November 28, 2024

You’re the Boss Blog: The Employer Mandate Has Been Delayed. Will It Be Rewritten?

The Agenda

How small-business issues are shaping politics and policy.

It seems that almost nobody was ready for the employer mandate in the Affordable Care Act to take effect — not government regulators, not the managers of health insurance exchanges, and not the employers — and that a year’s delay could buy time for the government to write regulations and for companies to figure out how to comply with them. But many businesses hope to get something else from the one-year delay: an opportunity to rewrite other aspects of the mandate that they find difficult.

In particular, businesses are unhappy that the law defines a full-time employee to whom a business must offer affordable health insurance as someone who works at least 30 hours a week. “We’ve argued that the 40-hour workweek is where most people think the full-time work level should be,” said Neil Trautwein, employee benefits policy counsel at the National Retail Federation, a trade association. “It goes to the compliance burden on employers, and employees, and the balance of full- and part-time employees. What happens to people who prefer to work part time, and find their hours reduced to stay under the 30-hour limit?”

A 30-hour threshold, he added, will create “a new class of 29-ers,” workers with schedules set just below the threshold.

Mr. Trautwine and others have portrayed the 30-hour threshold in the Affordable Care Act as a source of confusion and complexity, since the Fair Labor Standards Act sets the full-time workweek at 40 hours (and establishes rules for overtime pay based on that). The lower definition will require many companies to offer insurance to more employees, which would make providing benefits much more expensive — hence the schedule juggling that Mr. Trautwein foresees.

Tracking who is entitled to benefits might also become more challenging for some companies. “It’s all about proving who’s a full-time employee and who’s not,” said Alan Cohen, chief strategy officer for Liazon, which operates a private benefits exchange for employers. “A lot of these employers don’t track hours, so they don’t even know if they’re full time.” One client, a home health care provider, for example, pays its nurses per visit, not per hour. “This company not only has to provide health insurance, but it also has to buy new systems to track hours,” he said.

“Businesses are looking for something that’s easier to administer and doesn’t require them to give coverage to people only working for you for two or three days,” said J.D. Piro, a senior vice president at the benefits consulting company Aon Hewitt in charge of the health law group. The 30-hour requirement, he said, ran contrary to the spirit of the health law overhaul.

“The idea behind the Affordable Care Act is to keep employers in the game and allow them to provide insurance without making major changes either way,” he said, “not forcing them to expand coverage or forcing them to drop coverage for employees.”

Mr. Trautwein, of the retail group, said that the delay would give his group and others time to press their cases to Congress, where, he said, legislation revising the 30-hour rule has bipartisan support. Once the mandate goes into effect, he said, it would be harder to change it. “We really need relief before implementation,” he said. His group would also like to see the threshold for which companies must abide by the mandate increased from 50 employees.

Mr.

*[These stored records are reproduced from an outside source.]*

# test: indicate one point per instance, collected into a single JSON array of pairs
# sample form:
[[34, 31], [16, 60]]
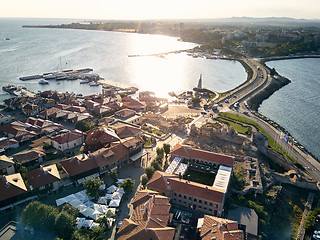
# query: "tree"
[[196, 101], [149, 171], [92, 186], [160, 152], [166, 147], [39, 215], [127, 184], [84, 125], [64, 225], [113, 174], [144, 180]]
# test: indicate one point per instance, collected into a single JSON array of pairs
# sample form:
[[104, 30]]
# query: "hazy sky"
[[161, 9]]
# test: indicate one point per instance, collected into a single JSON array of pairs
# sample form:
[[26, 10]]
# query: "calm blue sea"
[[36, 51], [296, 106]]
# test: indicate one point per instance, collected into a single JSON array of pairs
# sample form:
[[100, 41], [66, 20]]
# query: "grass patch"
[[199, 177], [236, 126], [272, 143]]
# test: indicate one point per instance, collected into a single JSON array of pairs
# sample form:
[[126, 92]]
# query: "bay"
[[38, 50], [296, 106]]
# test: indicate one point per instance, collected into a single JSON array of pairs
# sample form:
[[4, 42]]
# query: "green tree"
[[127, 184], [92, 186], [113, 174], [149, 171], [84, 125], [160, 152], [311, 219], [64, 225], [196, 101], [144, 180], [39, 215], [166, 147]]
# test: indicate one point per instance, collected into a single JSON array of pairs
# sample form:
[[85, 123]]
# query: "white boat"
[[92, 84], [42, 81]]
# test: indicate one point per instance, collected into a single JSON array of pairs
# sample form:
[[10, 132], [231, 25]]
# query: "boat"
[[93, 84], [42, 81]]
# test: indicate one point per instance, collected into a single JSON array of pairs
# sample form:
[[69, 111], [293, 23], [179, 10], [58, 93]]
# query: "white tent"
[[100, 208], [112, 189], [114, 203], [103, 200], [120, 190], [112, 210], [87, 223], [116, 196], [108, 196], [69, 198], [120, 181], [60, 201], [81, 208], [75, 203], [82, 196], [95, 215], [87, 212], [94, 225]]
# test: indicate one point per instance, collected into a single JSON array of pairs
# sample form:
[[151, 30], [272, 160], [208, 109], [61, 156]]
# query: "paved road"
[[259, 81], [301, 232]]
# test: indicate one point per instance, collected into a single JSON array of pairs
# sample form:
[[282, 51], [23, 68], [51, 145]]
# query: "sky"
[[160, 9]]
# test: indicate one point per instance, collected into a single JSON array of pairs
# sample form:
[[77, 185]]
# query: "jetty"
[[18, 91]]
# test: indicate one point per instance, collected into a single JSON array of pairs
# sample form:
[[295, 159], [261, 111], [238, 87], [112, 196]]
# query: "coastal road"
[[260, 79], [306, 160]]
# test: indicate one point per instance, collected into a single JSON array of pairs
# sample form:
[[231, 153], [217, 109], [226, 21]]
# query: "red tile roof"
[[101, 135], [78, 164], [149, 218], [28, 155], [219, 228], [11, 186], [107, 156], [43, 176], [192, 153], [68, 137], [127, 131], [164, 182], [125, 113]]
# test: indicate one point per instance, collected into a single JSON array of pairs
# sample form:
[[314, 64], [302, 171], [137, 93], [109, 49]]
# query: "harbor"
[[70, 74]]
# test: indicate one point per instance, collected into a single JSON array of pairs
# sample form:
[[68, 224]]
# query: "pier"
[[68, 74]]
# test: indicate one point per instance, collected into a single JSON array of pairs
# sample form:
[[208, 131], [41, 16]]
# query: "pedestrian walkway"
[[301, 232]]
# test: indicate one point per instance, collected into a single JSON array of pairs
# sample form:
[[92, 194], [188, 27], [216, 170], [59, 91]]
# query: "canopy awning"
[[138, 155]]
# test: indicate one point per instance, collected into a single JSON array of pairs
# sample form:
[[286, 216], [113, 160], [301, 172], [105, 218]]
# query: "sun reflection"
[[158, 75]]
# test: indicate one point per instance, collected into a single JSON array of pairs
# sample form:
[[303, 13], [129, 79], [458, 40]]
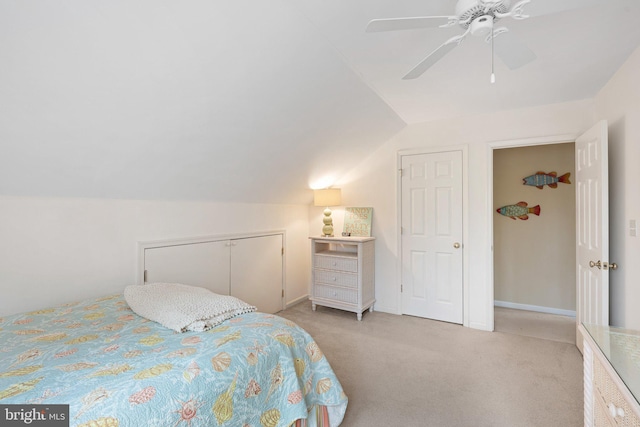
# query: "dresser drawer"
[[350, 280], [334, 293], [337, 263], [608, 393]]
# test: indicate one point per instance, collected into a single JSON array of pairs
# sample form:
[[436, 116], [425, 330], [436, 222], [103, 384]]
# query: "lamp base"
[[327, 230]]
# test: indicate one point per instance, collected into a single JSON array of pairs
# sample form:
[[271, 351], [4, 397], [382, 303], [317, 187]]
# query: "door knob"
[[603, 265]]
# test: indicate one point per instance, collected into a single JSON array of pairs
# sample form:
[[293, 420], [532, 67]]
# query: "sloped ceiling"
[[578, 47], [255, 101], [226, 101]]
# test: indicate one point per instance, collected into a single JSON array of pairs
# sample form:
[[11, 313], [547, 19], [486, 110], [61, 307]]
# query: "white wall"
[[55, 250], [534, 260], [619, 103], [374, 183]]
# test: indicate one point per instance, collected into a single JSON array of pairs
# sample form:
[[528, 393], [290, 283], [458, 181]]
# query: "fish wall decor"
[[519, 210], [540, 179]]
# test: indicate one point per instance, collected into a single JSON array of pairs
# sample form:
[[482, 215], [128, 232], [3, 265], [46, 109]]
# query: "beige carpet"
[[533, 324], [407, 371]]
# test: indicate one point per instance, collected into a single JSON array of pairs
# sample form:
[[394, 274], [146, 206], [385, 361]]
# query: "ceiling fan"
[[478, 18]]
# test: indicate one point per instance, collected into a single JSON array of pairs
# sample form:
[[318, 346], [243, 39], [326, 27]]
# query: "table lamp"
[[327, 197]]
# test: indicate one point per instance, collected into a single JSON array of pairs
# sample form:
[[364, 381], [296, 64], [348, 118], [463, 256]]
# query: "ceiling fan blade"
[[434, 57], [512, 50], [394, 24]]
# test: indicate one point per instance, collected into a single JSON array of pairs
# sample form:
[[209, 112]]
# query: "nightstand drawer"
[[330, 277], [337, 263], [609, 394], [335, 293]]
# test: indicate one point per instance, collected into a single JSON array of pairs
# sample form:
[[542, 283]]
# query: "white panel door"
[[256, 272], [431, 187], [197, 264], [592, 222]]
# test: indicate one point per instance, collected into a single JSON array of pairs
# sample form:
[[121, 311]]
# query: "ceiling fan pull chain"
[[493, 76]]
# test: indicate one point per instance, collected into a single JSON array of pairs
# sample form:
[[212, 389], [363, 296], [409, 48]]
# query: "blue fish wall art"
[[540, 179], [520, 210]]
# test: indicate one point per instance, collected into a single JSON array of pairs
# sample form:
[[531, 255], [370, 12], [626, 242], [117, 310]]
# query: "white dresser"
[[611, 376], [343, 273]]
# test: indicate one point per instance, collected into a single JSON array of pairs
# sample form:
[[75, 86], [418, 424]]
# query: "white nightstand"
[[343, 273]]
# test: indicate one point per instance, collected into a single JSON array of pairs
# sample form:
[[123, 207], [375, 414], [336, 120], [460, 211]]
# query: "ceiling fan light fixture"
[[470, 10], [482, 26]]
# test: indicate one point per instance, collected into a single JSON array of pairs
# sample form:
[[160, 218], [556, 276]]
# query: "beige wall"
[[374, 183], [534, 260]]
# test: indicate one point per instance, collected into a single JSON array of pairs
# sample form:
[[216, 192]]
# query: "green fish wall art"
[[540, 179], [520, 210]]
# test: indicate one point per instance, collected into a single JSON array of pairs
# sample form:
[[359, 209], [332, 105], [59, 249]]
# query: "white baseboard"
[[537, 308], [297, 300]]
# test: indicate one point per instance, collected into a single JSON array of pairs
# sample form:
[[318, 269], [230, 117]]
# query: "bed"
[[115, 368]]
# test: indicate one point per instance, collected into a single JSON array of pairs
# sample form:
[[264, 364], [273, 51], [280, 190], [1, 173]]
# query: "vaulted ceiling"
[[255, 101]]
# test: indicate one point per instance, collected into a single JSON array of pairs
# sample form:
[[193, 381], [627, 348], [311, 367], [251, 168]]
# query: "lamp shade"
[[326, 197]]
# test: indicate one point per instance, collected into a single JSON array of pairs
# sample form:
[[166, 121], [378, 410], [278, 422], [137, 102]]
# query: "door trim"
[[465, 237], [497, 145]]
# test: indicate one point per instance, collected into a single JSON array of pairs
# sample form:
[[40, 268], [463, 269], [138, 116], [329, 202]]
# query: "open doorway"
[[534, 241]]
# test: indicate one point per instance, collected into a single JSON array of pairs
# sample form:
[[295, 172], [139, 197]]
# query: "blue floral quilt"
[[115, 368]]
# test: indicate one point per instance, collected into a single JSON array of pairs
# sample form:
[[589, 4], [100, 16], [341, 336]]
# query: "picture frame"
[[357, 221]]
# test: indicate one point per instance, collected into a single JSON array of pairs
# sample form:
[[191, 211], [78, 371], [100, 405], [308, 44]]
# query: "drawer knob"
[[615, 411]]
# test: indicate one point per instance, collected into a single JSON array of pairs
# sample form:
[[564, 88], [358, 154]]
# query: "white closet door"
[[201, 264], [256, 272]]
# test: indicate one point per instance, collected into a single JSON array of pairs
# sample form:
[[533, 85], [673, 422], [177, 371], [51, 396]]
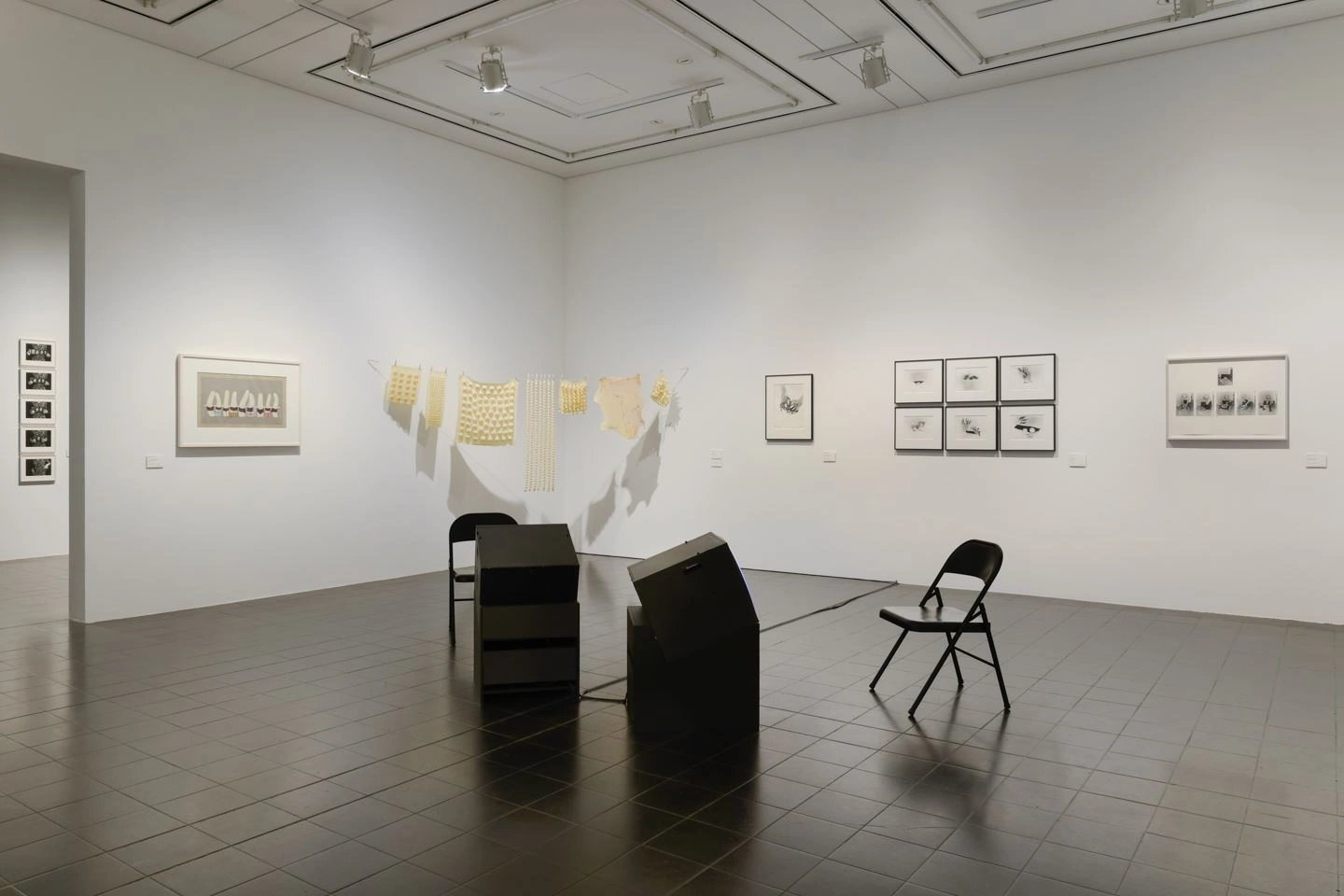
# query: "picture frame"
[[36, 352], [237, 402], [1234, 398], [36, 412], [790, 407], [972, 427], [919, 428], [1027, 378], [36, 383], [36, 440], [1027, 427], [36, 468], [919, 382], [972, 381]]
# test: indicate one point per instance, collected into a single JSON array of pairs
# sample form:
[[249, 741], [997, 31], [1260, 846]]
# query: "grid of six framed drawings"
[[989, 403]]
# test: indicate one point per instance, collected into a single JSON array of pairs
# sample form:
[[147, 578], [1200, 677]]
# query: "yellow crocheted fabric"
[[485, 412], [403, 385], [623, 404], [573, 397], [434, 394], [662, 394]]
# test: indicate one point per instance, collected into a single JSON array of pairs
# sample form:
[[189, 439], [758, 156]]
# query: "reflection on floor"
[[329, 743]]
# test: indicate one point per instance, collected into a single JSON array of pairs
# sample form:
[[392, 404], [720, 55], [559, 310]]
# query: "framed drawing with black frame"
[[919, 382], [972, 381], [1027, 378], [972, 428], [790, 412], [919, 428], [1027, 427]]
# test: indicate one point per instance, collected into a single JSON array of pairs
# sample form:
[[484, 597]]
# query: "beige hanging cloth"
[[622, 400], [485, 412]]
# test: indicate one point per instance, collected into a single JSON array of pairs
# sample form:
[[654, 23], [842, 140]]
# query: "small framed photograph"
[[919, 382], [919, 428], [972, 428], [1027, 427], [36, 412], [38, 383], [36, 352], [788, 407], [1027, 378], [36, 469], [972, 381], [36, 440]]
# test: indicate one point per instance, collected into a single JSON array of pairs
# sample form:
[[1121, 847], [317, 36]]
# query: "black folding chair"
[[976, 559], [464, 529]]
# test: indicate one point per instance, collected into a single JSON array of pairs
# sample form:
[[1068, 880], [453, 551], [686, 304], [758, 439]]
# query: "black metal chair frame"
[[976, 559], [464, 529]]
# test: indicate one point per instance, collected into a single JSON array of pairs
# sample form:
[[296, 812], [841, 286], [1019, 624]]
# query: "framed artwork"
[[1227, 399], [38, 383], [1027, 427], [972, 428], [36, 352], [1027, 378], [234, 402], [36, 412], [36, 469], [972, 381], [919, 382], [790, 412], [36, 440], [919, 428]]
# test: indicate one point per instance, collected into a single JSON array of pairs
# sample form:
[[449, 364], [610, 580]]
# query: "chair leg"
[[993, 654], [956, 665], [873, 685]]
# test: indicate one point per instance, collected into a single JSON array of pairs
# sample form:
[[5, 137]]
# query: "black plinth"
[[693, 647], [527, 611]]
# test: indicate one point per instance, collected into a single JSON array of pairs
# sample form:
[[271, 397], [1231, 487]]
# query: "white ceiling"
[[597, 83]]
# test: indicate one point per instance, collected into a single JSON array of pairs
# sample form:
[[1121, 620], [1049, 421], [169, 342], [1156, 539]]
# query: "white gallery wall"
[[34, 303], [1179, 204], [226, 216]]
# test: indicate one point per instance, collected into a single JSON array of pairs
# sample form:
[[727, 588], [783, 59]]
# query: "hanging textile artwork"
[[540, 434], [485, 412], [434, 394], [403, 385], [573, 397], [623, 404], [662, 394]]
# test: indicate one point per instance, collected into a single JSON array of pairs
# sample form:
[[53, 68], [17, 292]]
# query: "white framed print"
[[790, 410], [972, 428], [40, 383], [36, 352], [36, 469], [1227, 399], [1027, 378], [36, 412], [972, 381], [919, 428], [235, 402], [1027, 427], [36, 440], [919, 382]]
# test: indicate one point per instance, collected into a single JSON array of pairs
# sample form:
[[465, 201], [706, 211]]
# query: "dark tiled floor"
[[330, 743]]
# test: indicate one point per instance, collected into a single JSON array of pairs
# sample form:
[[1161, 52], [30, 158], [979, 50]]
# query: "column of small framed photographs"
[[36, 412], [992, 403]]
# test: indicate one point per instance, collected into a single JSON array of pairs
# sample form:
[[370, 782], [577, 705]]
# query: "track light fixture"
[[494, 78], [359, 58], [874, 67], [700, 112]]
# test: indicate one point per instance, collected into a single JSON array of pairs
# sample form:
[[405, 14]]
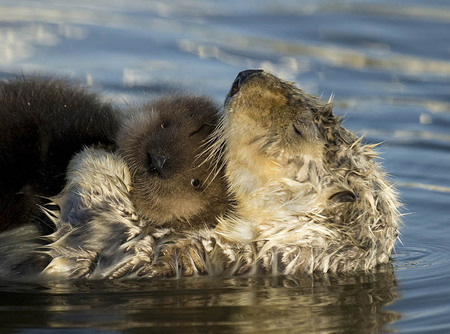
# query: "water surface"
[[388, 66]]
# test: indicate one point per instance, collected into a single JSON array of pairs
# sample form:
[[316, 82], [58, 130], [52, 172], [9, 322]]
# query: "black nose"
[[240, 79], [157, 162]]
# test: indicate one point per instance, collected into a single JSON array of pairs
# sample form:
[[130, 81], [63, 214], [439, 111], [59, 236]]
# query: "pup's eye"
[[297, 131], [195, 183], [198, 130]]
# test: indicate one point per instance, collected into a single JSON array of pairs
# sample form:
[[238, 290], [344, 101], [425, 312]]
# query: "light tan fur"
[[310, 197]]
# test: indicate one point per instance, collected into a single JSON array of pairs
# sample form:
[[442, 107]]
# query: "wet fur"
[[309, 196], [116, 207], [43, 122]]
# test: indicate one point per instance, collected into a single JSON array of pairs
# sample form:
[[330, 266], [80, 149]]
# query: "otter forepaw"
[[141, 253], [183, 258], [73, 267]]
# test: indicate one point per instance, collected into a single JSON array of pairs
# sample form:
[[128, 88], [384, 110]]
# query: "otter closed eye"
[[195, 183], [297, 131]]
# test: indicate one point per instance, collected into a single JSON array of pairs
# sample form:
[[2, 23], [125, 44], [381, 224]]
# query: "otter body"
[[43, 122], [309, 195], [117, 207]]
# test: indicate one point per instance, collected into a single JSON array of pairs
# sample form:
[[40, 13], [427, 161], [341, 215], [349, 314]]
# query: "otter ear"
[[328, 109], [343, 197]]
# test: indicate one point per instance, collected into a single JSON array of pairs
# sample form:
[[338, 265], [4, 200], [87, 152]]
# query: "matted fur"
[[117, 206], [43, 122], [310, 197]]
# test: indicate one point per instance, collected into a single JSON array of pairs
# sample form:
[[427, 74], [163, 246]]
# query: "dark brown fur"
[[181, 193], [43, 122]]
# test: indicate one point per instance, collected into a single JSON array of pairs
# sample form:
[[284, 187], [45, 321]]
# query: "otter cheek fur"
[[172, 187], [309, 195]]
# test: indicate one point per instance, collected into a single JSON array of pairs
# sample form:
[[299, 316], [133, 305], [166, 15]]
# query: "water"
[[388, 64]]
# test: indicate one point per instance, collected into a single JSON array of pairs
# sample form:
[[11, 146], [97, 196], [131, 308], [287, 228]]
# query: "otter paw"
[[183, 258], [73, 267], [140, 257]]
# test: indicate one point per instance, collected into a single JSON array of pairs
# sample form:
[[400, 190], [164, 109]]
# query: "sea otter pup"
[[116, 206], [309, 196], [43, 122]]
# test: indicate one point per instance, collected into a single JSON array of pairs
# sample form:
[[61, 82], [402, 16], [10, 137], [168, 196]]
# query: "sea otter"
[[309, 196], [43, 122], [117, 206]]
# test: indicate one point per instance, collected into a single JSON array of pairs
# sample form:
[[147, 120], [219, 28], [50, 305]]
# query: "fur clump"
[[117, 207], [309, 196], [43, 122]]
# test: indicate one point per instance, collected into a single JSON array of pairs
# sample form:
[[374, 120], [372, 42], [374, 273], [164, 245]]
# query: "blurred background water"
[[386, 62]]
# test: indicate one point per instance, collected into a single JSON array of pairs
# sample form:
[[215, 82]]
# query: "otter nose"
[[157, 162], [240, 79]]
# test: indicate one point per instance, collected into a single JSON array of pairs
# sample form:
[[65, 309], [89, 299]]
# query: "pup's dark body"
[[43, 122]]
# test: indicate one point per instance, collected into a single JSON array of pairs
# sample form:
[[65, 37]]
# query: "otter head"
[[161, 145], [277, 141]]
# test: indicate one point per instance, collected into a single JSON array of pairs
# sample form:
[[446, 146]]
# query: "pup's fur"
[[116, 206]]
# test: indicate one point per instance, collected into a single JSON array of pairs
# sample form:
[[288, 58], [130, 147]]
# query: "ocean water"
[[387, 64]]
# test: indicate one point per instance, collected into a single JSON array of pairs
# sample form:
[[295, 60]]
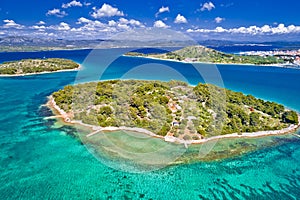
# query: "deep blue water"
[[41, 160]]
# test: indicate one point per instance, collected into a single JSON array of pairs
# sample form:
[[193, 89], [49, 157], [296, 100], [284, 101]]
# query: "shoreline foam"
[[96, 129], [211, 63]]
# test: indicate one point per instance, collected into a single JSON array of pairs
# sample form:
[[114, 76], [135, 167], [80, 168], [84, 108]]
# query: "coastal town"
[[291, 57]]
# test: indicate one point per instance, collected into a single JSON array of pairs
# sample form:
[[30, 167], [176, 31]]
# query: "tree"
[[290, 117]]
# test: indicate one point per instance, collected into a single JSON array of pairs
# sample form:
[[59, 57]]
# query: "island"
[[206, 55], [173, 111], [36, 66]]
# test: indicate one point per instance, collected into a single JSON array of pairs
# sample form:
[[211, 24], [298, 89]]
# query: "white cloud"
[[82, 20], [162, 10], [112, 23], [41, 23], [160, 24], [207, 6], [63, 26], [56, 12], [39, 28], [132, 22], [219, 19], [106, 11], [180, 19], [72, 4], [252, 30], [87, 4], [11, 24]]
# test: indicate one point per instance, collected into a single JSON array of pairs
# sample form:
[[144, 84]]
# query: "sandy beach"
[[97, 129]]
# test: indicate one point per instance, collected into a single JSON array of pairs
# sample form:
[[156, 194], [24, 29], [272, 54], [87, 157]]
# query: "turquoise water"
[[39, 160]]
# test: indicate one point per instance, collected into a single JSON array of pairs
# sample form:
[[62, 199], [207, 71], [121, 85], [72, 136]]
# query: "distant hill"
[[203, 54]]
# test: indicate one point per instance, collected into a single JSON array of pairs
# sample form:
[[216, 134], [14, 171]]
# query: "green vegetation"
[[172, 108], [203, 54], [28, 66]]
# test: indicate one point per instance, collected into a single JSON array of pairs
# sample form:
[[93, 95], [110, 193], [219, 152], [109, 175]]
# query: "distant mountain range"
[[23, 43]]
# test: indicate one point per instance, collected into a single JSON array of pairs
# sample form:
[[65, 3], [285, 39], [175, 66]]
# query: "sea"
[[41, 158]]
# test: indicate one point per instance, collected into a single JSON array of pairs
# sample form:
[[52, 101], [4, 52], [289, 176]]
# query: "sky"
[[199, 19]]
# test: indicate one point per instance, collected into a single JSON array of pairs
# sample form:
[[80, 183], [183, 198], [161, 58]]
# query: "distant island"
[[171, 110], [203, 54], [35, 66]]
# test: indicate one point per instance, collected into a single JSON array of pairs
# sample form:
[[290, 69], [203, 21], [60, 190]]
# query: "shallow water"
[[41, 160]]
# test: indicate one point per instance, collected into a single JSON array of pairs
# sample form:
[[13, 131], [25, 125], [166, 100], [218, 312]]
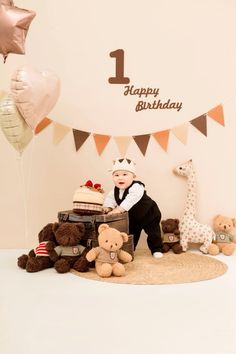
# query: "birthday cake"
[[88, 199]]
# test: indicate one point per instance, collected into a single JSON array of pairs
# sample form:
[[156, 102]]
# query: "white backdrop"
[[185, 48]]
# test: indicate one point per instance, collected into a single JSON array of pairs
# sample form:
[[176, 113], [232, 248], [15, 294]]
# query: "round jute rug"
[[170, 269]]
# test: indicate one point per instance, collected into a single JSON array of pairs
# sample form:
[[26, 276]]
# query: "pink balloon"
[[35, 93], [14, 25]]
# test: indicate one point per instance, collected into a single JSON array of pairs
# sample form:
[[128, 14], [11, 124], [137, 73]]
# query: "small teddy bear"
[[109, 252], [171, 236], [69, 253], [39, 257], [224, 241]]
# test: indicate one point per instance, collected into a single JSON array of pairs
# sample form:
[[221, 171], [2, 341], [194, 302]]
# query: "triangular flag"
[[142, 142], [162, 138], [122, 143], [79, 138], [101, 142], [181, 132], [217, 114], [200, 123], [59, 131], [42, 125]]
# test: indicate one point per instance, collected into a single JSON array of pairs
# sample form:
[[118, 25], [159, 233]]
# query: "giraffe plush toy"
[[190, 229]]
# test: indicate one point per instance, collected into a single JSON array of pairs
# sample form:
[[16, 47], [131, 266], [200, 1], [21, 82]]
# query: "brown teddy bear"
[[69, 253], [39, 258], [171, 236], [224, 241], [109, 252]]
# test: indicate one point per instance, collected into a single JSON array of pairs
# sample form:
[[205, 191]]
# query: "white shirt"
[[135, 194]]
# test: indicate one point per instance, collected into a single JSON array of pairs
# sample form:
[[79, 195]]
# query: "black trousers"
[[151, 228]]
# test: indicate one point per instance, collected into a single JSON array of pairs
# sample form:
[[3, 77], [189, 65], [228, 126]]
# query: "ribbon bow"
[[90, 184]]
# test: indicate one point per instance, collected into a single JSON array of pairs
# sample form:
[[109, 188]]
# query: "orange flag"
[[101, 142], [200, 124], [42, 125], [142, 142], [162, 138], [217, 114]]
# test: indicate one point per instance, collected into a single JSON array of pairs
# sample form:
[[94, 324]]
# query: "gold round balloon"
[[13, 125]]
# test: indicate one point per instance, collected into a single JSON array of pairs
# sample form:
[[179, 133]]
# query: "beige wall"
[[184, 48]]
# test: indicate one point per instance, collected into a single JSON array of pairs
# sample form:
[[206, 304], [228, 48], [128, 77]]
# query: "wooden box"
[[92, 222]]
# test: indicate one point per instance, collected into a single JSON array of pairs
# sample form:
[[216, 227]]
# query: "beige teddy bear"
[[109, 252], [225, 241]]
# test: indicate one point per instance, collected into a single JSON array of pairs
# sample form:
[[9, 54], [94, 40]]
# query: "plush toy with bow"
[[88, 199], [108, 254]]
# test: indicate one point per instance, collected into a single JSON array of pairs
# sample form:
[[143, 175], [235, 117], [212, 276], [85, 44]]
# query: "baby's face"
[[122, 179]]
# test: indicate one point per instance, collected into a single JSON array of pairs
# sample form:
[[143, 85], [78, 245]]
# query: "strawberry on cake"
[[88, 199]]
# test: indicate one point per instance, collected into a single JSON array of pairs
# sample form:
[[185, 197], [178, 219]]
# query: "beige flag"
[[101, 142], [123, 143]]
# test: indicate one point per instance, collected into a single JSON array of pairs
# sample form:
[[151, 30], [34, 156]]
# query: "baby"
[[130, 195]]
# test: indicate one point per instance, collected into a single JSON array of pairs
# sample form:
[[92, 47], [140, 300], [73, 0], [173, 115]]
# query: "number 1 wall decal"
[[119, 78]]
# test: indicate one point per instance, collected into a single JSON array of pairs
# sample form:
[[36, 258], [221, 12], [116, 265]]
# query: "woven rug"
[[170, 269]]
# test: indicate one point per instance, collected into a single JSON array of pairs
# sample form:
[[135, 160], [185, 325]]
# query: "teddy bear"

Piro, however, said he doubted that such legislation would go very far. “I don’t think there are going to be any changes to this act with the current split in Congress,” he said.

A veteran health policy consultant in Washington, who insisted on anonymity, explained the situation this way: “Opponents of the legislation don’t want to fix this issue, they want to use it as fodder to repeal the whole law. They have no interest in moderating or amending the law, because that implicitly affirms that the law is worth amending.”

Meanwhile, the law’s supporters won’t amend the law, the consultant said, because they fear opponents would use the bill to derail the whole law. “We’re really at a point where we implement the law as it was enacted,” he said.

Apparently, lobbyists and benefit advisers were genuinely surprised at the administration’s decision to delay the mandate, but in the current political environment, this consultant said, they should not have been.

“If you understand both the political dynamic and the fact that this executive decision does not undermine the foundation or infrastructure of the law but still allows for being responsive to employer concerns,” he said, “it’s almost a no-brainer that this decision was made.”